世人拜我(327)
长剑入体,银白粒子子弹一般从张青山体内破体而出,血雾在青色身影上接连炸开。张青山受到重创,被白術死死拖着,一时间无法移动,而【天召】得到喘息,几个闪身就已经跑出去很远。
路不尘正要去追,张青山忽然暴起,垂在身侧的五指一抓,一股强劲的水流猛地拽住玄天,显然是受【天召】操控,想要一拖二,给自己脱身争取时间。路不尘果断松开长弓,赤手空拳追击而出。

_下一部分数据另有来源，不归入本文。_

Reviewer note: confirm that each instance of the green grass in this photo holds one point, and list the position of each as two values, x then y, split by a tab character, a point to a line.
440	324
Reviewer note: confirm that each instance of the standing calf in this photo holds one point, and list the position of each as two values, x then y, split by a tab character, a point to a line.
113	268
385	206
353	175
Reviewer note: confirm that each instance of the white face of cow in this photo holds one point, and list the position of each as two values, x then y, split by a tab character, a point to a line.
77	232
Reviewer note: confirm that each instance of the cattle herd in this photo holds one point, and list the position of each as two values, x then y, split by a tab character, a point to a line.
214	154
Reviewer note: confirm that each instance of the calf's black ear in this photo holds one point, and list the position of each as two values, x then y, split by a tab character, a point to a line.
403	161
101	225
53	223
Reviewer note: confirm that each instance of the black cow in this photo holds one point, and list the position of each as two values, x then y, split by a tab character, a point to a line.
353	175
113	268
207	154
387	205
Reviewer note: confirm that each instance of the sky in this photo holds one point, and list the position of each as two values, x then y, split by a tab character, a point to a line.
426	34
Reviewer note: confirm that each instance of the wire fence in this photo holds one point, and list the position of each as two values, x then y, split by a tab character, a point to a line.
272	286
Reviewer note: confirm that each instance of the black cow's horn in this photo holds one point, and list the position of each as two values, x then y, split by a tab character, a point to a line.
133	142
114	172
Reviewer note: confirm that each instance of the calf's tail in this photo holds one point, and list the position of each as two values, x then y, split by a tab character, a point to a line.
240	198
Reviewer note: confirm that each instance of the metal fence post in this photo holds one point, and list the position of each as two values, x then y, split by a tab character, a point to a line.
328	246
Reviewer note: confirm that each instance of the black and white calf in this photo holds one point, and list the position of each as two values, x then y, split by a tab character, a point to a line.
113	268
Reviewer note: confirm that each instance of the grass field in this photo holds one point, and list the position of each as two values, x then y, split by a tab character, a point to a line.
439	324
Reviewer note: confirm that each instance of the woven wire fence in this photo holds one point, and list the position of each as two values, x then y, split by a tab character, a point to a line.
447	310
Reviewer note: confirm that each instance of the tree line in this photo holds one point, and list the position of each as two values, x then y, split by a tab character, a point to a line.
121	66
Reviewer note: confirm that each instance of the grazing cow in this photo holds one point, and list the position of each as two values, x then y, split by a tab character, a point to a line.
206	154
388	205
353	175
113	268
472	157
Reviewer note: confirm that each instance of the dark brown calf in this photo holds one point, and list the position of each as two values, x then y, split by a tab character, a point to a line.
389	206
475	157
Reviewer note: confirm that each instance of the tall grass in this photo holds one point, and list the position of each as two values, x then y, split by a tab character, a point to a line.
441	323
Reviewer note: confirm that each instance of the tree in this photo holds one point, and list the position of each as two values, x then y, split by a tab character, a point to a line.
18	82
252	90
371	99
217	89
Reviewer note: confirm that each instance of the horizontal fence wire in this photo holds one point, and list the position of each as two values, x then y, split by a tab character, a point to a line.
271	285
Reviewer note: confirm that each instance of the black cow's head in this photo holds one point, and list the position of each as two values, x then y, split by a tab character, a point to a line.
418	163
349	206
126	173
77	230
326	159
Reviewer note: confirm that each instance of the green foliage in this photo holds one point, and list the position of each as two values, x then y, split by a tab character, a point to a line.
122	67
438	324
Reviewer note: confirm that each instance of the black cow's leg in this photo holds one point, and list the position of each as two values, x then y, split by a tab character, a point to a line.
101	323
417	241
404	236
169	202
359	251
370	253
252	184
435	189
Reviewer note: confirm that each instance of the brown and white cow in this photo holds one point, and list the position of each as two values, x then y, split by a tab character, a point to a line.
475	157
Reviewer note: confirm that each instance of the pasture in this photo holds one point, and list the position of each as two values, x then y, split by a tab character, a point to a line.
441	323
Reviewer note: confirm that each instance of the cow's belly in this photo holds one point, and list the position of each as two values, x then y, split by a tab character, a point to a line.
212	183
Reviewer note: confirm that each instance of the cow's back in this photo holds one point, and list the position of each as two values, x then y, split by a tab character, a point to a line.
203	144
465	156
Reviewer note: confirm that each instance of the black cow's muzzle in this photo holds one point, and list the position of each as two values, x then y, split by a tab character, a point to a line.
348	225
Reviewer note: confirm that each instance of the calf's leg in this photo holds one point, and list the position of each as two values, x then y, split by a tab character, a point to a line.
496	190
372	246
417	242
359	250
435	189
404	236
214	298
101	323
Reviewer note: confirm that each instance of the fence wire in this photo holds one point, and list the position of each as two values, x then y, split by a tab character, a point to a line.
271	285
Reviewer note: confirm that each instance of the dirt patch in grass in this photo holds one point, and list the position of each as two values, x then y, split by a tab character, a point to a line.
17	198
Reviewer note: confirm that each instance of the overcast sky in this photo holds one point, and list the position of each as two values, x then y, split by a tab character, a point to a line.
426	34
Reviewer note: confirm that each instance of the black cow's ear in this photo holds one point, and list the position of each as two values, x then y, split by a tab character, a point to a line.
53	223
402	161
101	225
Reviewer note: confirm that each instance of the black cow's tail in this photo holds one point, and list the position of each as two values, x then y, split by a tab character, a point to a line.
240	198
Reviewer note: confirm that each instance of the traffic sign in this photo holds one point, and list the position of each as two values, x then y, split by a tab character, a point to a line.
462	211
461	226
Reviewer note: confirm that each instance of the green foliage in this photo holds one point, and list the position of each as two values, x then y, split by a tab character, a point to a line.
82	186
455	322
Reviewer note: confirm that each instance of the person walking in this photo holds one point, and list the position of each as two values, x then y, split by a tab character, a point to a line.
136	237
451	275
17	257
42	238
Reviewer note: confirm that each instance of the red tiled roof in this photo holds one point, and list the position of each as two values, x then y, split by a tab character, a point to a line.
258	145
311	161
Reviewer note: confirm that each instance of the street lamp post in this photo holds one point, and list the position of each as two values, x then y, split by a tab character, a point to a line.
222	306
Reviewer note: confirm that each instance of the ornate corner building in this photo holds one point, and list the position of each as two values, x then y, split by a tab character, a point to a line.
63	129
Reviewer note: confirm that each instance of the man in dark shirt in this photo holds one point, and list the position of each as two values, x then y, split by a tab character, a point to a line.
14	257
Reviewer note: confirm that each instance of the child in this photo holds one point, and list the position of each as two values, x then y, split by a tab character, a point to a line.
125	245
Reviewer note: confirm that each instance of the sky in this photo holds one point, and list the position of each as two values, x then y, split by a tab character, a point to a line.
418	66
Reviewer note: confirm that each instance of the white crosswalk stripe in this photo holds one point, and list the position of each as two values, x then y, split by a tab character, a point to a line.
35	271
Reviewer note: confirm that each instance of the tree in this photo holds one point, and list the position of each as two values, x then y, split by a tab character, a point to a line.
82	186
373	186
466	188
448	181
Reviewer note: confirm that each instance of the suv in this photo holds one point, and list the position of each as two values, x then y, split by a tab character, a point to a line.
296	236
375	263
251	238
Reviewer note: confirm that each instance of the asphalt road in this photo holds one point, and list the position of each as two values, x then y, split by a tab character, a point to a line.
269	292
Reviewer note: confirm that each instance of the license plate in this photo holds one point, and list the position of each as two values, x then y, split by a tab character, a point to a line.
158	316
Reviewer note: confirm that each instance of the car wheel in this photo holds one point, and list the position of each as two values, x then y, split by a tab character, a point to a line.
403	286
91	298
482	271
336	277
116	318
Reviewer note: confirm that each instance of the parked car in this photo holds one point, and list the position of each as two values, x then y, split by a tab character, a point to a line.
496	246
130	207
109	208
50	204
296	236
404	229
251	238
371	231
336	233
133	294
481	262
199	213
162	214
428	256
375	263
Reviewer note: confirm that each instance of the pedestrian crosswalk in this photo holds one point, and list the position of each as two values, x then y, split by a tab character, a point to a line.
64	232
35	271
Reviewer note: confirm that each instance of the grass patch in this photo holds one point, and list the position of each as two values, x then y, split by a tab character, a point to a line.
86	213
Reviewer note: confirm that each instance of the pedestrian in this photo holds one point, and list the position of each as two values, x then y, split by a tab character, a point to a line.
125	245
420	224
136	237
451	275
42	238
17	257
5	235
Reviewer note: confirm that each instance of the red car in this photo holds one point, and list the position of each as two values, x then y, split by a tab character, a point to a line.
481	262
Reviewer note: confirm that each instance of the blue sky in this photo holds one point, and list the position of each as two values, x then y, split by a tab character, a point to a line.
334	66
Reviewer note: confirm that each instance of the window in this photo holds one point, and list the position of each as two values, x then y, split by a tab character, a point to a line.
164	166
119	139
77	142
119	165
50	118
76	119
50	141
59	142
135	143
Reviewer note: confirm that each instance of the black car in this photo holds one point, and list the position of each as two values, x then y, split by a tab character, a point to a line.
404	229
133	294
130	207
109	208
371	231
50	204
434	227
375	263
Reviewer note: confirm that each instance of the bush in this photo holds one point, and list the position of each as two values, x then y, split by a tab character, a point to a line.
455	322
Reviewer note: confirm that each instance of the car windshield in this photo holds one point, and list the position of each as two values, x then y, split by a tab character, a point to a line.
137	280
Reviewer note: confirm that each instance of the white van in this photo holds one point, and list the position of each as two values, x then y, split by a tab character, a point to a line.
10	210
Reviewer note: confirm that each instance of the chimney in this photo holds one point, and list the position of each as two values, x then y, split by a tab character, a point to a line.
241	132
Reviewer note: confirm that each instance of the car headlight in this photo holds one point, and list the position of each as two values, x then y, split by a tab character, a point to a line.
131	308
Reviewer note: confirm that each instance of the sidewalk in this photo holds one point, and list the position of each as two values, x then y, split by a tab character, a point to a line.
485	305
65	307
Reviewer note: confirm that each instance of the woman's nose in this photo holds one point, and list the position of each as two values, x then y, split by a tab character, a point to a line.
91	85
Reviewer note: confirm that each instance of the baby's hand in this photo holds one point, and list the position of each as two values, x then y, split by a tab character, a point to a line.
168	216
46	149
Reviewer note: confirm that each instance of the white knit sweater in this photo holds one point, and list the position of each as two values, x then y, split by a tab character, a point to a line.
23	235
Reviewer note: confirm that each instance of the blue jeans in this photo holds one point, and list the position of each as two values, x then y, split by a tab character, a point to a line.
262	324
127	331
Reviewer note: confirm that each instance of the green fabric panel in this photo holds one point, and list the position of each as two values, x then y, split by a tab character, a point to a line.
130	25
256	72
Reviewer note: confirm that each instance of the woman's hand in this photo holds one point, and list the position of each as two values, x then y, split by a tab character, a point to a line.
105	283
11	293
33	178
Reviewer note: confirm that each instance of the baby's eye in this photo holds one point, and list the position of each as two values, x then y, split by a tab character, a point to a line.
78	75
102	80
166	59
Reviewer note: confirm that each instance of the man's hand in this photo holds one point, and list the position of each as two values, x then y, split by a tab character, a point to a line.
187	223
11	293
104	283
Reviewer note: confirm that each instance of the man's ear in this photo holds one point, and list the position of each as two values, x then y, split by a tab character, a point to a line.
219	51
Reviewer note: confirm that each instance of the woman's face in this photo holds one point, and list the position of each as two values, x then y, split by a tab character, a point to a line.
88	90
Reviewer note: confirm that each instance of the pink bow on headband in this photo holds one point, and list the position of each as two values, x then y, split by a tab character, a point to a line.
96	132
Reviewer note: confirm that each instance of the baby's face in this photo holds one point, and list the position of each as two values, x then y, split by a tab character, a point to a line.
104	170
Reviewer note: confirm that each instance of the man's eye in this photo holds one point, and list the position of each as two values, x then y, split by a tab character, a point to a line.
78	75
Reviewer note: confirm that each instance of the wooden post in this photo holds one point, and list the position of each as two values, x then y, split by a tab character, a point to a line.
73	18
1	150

黑色残影刮过废墟,裹挟着滔天煞气,【天召】回头,如见修罗,咬牙切齿:“疯子,都是疯子!!路不尘,我知道你想干什么。你损耗过大,又没有武器,怎么杀我——”
“谁说没有。”路不尘沉声打断他。
【天召】悚然一惊,就见不断逼近的长发身影抬起左手,低沉的声音回荡在废墟上空:
“牧肖!!”
轰!杀气弥漫天地,城市某处坍塌的废墟被骤然掀翻,一道血影破地而出,风驰电掣落入路不尘手中。
那是一把横刀,刀刃猩红,黑红煞气环绕,名为斩城。
长刀入手,路不尘逼至【天召】眼前,那一刻,尸山血海的幻象在眼前展开,【天召】身形一滞,路不尘挥刀横斩,声音森冷如坠地狱:“杀你,一刀够了。”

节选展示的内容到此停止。